Um relógio é um objecto de culto

Um relógio é um objecto de culto. A manufactura A. Lange & Söhne desvelou recentemente o novo DATOGRAPH UP/DOWN “Lumen” – um relógio que não só é uma precisa máquina de pulso que cronometra o tempo, mas também um objecto de culto com uma forte presença visual e ilimitadas facetas consoante a iluminação circundante.

A sua apresentação no Solo House Office em Cretas, Espanha, foi acompanhada de um interessante debate entre especialistas de arquitectura e design acerca dos pontos de ligação entre relógios, arquitectura, design e luz.

Na mais recente obra-prima da A. Lange & Söhne – o quarto modelo da série “Lumen”, que a manufatura germânica estreou em 2010 –, a engenhosa configuração do mostrador revela uma nova dimensão estética logo que a escuridão assenta: um peculiar tom esverdeado que é particularmente agradável à vista humana. Todas as indicações do DATOGRAPH UP/DOWN “Lumen”, desde o tempo propriamente dito e a data sobredimensionada até à função cronográfica, brilham na escuridão.

Um revestimento especial sobre o mostrador em vidro de safira semitransparente filtra a maior parte da luz visível, mas não a parte do espectro UV que é requerida para carregar os pigmentos luminosos com energia de luz. Quão maior for a escuridão, mais visíveis se tornam as indicações do mostrador em contraste com o fundo mais sombrio. O luminoso cronógrafo – dotado da função de retorno instantâneo (flyback), de um totalizador de minutos com salto instantâneo de grande precisão e de um indicador de reserva de corda – está disponível numa edição limitada a somente 200 exemplares.

Para realçar as caraterísticas especiais do mais recente modelo da A. Lange & Söhne, a designer holandesa Sabine Marcelis criou um ponteiro em forma de pirâmide que é sensível à luz e pode ser utilizado para calcular a hora do dia. Localizada no centro do jardim do Solo Office, a estrutura contém inúmeras nuances e cores que são influenciadas e alteradas tanto pela luz como pelo ambiente circundante.

Depois de se ter formado pela Academia de Design de Eindhoven em 2011, Marcelis começou a trabalhar como designer independente nas áreas de produto, instalações e design espacial, focando-se especialmente na materialidade. O seu trabalho é caracterizado por formas puras que colocam em destaque as propriedades da matéria. Marcelis aplica uma forte qualidade estética às suas colaborações com especialistas industriais.
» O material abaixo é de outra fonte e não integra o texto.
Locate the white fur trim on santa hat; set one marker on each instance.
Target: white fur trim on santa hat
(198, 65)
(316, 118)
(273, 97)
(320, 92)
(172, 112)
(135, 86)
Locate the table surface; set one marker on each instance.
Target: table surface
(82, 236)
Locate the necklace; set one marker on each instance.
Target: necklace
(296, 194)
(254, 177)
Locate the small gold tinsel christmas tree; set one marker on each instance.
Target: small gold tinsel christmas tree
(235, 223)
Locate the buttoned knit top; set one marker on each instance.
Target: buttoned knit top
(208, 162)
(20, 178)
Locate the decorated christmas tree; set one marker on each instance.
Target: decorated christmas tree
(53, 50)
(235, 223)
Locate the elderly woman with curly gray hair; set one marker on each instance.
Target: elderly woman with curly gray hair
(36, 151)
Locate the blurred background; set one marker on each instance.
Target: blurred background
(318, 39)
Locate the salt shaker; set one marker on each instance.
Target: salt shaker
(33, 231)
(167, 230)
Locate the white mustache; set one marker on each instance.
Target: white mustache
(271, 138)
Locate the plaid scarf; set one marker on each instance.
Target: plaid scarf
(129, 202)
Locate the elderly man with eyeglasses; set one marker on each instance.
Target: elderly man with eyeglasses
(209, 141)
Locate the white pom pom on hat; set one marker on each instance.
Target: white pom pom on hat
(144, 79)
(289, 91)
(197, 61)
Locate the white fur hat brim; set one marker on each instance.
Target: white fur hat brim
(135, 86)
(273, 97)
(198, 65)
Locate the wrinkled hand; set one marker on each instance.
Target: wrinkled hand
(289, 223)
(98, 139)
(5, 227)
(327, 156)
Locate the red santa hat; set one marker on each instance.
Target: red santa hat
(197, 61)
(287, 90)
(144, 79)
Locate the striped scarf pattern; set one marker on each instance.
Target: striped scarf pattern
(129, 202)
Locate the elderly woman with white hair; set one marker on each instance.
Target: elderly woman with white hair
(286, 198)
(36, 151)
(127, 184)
Tal método de atuação permite-lhe intervir no processo de fabrico, utilizando material de pesquisa e experimental de modo a conseguir novos e surpreendentes efeitos visuais para projetos especiais que são tanto apresentados em galerias como encomendados por clientes. A autora descreve as suas criações como sendo autênticas experiências sensoriais e não meras obras estáticas.

O local da instalação foi desenhado pelo OFFICE Kersten Geers David Van Severen.